We can now see with particular clarity how rapidly we are nearing the triumph of the cause to which Lafargue devoted all his life. The Russian revolution ushered in an era of democratic revolutions throughout Asia, and 800 million people are now joining the democratic movement of the whole of the civilized world. In Europe, peaceful bourgeois parliamentarianism is drawing to an end, to give place to an era of revolutionary battles by a proletariat that has been organized and educated in the spirit of Marxist ideas, and that will overthrow bourgeois rule and establish a communist system.38

Lenin’s sanguine view of world developments was matched by his excitement about the relative upsurge of 1912–14 in Russia that he saw as the beginning of the bigger and better 1905 he had long been awaiting. His description of May Day strikes and demonstrations in Petersburg in 1913 shows his excitement at the thought that his heroic scenario of class leadership was once again being realized in action. As in the mid-1890s Lenin’s emphasis is on the power of the Social Democratic message to move the masses into action, even when transmitted by small and inadequate technical means. He therefore claimed that although the Social Democratic message in 1913 may have originated in a very small group in Petersburg, its impact was felt all over Russia in ever-widening circles. In response to Menshevik scepticism he described the course of the demonstrations of May 1913 in the following way.
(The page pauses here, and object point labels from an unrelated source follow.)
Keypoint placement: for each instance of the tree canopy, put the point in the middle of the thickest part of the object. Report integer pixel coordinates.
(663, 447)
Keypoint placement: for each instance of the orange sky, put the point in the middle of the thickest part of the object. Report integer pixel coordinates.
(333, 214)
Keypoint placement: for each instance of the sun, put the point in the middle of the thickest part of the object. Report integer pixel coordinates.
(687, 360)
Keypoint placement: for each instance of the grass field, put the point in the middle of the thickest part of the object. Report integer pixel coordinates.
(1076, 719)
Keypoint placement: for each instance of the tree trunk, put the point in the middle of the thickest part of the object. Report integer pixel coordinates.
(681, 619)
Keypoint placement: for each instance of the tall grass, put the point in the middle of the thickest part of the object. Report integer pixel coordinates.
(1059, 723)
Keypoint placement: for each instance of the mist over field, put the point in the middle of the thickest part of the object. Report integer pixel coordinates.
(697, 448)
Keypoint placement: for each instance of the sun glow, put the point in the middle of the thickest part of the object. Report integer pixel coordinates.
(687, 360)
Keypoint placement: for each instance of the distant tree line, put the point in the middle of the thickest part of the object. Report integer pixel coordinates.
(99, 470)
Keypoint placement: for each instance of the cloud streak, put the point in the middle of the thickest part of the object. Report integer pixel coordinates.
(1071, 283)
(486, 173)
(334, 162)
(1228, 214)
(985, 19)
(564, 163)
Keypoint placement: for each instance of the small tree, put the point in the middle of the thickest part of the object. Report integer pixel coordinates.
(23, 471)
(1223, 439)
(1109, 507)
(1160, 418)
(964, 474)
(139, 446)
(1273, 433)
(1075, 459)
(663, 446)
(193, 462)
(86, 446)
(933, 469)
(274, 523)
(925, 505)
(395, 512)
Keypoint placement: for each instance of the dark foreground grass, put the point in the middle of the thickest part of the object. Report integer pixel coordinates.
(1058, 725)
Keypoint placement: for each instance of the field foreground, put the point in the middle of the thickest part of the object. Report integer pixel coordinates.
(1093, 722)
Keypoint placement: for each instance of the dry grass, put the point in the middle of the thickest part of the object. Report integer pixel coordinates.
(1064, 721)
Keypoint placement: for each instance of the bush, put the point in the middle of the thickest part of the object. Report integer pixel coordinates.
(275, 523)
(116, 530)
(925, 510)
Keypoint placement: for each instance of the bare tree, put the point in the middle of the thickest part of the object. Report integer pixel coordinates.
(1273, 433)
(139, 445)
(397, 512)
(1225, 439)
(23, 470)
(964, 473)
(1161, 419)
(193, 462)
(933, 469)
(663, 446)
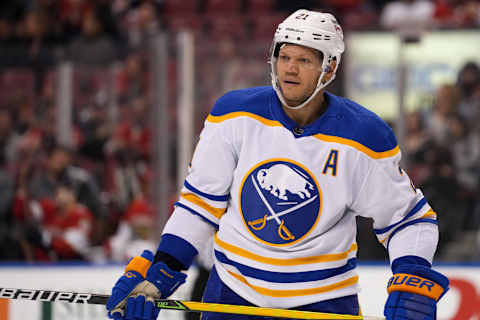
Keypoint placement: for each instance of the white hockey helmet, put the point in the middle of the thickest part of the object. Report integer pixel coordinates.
(315, 30)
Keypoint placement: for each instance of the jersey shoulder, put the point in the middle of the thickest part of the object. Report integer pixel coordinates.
(255, 100)
(362, 126)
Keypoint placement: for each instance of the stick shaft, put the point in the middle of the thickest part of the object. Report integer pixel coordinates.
(100, 299)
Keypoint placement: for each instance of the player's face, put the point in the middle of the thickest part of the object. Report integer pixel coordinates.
(298, 71)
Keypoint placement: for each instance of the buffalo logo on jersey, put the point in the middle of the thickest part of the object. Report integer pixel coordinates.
(280, 201)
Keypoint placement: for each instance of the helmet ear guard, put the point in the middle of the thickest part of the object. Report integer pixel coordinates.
(316, 30)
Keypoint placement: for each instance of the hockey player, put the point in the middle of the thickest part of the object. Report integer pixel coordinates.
(277, 179)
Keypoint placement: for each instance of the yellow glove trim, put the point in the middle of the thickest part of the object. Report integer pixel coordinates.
(139, 264)
(414, 284)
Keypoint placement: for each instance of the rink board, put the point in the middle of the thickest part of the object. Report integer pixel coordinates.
(462, 301)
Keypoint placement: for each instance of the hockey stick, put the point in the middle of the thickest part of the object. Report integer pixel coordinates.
(91, 298)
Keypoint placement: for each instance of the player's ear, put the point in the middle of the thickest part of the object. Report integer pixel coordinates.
(330, 71)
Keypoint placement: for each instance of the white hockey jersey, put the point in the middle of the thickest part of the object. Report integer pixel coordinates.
(283, 199)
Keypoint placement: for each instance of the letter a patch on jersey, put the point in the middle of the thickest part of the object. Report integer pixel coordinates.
(280, 201)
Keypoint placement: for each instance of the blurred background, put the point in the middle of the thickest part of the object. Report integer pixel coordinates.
(102, 101)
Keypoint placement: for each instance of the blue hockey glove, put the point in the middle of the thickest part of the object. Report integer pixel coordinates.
(414, 291)
(134, 293)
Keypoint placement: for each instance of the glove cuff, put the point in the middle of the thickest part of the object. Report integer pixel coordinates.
(420, 280)
(140, 265)
(415, 284)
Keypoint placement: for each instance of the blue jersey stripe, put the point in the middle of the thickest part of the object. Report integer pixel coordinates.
(287, 277)
(415, 209)
(196, 213)
(409, 223)
(205, 195)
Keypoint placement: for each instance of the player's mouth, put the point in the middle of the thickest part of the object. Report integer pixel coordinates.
(290, 82)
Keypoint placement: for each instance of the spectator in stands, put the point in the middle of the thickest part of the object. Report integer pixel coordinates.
(94, 46)
(9, 245)
(135, 230)
(468, 83)
(445, 106)
(59, 169)
(66, 224)
(408, 17)
(143, 22)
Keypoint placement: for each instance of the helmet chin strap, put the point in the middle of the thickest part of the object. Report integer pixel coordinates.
(319, 87)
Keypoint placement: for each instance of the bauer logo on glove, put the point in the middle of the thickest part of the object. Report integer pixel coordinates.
(414, 284)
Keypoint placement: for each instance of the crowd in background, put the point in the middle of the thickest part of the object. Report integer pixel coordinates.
(91, 200)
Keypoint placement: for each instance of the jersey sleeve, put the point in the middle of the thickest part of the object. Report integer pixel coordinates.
(404, 222)
(204, 197)
(207, 186)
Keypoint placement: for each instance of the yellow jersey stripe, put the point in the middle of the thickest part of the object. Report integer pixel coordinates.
(298, 292)
(320, 136)
(430, 214)
(358, 146)
(265, 121)
(216, 212)
(284, 262)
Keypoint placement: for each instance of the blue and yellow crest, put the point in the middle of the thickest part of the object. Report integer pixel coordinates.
(280, 201)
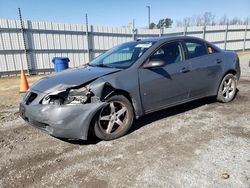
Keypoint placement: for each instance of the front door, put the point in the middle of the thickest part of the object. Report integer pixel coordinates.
(167, 85)
(206, 68)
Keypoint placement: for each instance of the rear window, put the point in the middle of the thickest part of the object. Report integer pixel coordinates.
(196, 49)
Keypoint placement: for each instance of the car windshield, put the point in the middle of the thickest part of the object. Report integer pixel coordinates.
(122, 56)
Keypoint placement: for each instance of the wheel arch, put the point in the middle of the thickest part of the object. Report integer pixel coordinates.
(230, 71)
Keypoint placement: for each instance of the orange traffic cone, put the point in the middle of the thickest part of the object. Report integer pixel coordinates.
(24, 85)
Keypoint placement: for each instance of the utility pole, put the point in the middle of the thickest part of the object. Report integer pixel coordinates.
(148, 16)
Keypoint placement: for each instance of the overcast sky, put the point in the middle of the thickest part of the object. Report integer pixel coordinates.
(120, 12)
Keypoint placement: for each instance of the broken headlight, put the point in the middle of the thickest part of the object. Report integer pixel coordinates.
(57, 97)
(78, 96)
(70, 96)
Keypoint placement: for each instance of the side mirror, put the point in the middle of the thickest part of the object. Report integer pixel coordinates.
(154, 63)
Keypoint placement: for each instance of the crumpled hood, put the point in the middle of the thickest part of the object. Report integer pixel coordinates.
(71, 78)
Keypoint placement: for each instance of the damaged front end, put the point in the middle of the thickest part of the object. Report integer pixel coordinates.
(65, 113)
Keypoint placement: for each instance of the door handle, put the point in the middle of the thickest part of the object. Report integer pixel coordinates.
(218, 60)
(184, 70)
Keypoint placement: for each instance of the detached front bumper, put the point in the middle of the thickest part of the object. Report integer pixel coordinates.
(66, 121)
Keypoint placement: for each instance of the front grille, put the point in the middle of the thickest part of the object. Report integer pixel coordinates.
(30, 97)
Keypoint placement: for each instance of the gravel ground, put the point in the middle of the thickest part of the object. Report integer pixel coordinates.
(199, 144)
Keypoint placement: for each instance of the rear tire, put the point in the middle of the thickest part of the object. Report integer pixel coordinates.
(115, 119)
(227, 89)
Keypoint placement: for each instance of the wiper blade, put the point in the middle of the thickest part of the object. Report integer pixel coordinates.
(100, 65)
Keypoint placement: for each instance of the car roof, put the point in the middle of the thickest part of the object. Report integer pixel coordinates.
(168, 38)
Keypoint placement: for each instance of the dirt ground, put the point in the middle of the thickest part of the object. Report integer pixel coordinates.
(199, 144)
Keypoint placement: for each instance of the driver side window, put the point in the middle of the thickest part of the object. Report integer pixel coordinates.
(169, 53)
(123, 55)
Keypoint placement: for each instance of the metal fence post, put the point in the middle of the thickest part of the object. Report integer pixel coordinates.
(134, 34)
(24, 40)
(89, 39)
(245, 37)
(161, 31)
(204, 32)
(30, 47)
(225, 41)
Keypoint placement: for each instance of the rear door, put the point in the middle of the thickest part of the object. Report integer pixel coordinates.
(163, 86)
(206, 68)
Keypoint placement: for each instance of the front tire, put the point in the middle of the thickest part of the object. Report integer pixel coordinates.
(115, 119)
(227, 89)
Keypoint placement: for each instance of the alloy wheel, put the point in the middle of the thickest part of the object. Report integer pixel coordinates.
(113, 117)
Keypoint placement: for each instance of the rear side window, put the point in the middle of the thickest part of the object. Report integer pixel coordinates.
(196, 49)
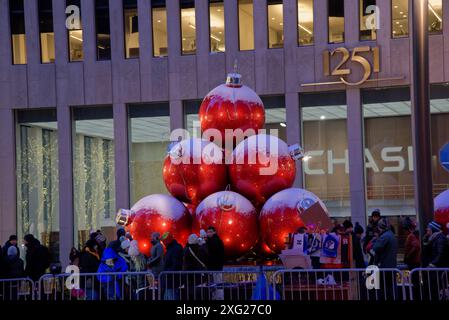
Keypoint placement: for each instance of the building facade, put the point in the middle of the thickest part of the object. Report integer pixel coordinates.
(90, 90)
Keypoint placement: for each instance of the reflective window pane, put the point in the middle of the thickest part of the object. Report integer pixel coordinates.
(188, 27)
(149, 140)
(325, 141)
(103, 29)
(18, 37)
(368, 20)
(47, 36)
(336, 21)
(435, 16)
(246, 25)
(275, 24)
(37, 177)
(93, 173)
(131, 28)
(389, 151)
(159, 19)
(305, 22)
(275, 116)
(75, 33)
(439, 108)
(399, 18)
(216, 24)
The St Petersburg underground consisted of several hundred workers who were nevertheless (as Lenin writes in ‘May Day Action by the Revolutionary Proletariat’, 1913) ‘the flower of the St Peters burg proletariat… esteemed and appreciated by the entire working class of Russia’. They issue some hasty, poorly printed, and unattractive looking pamphlets. ‘And lo, a miracle!’ – a quarter of a million workers rise up ‘as one man’ in strikes and demonstrations in Petersburg. ‘Singing revolutionary songs, with loud calls for revolution, in all suburbs of the capital and from one end of the city to another, with red banners waving, the worker crowds fought over the course of several hours against the police and the Okhrana [security police] that had been mobilized with extraordinary energy by the government.’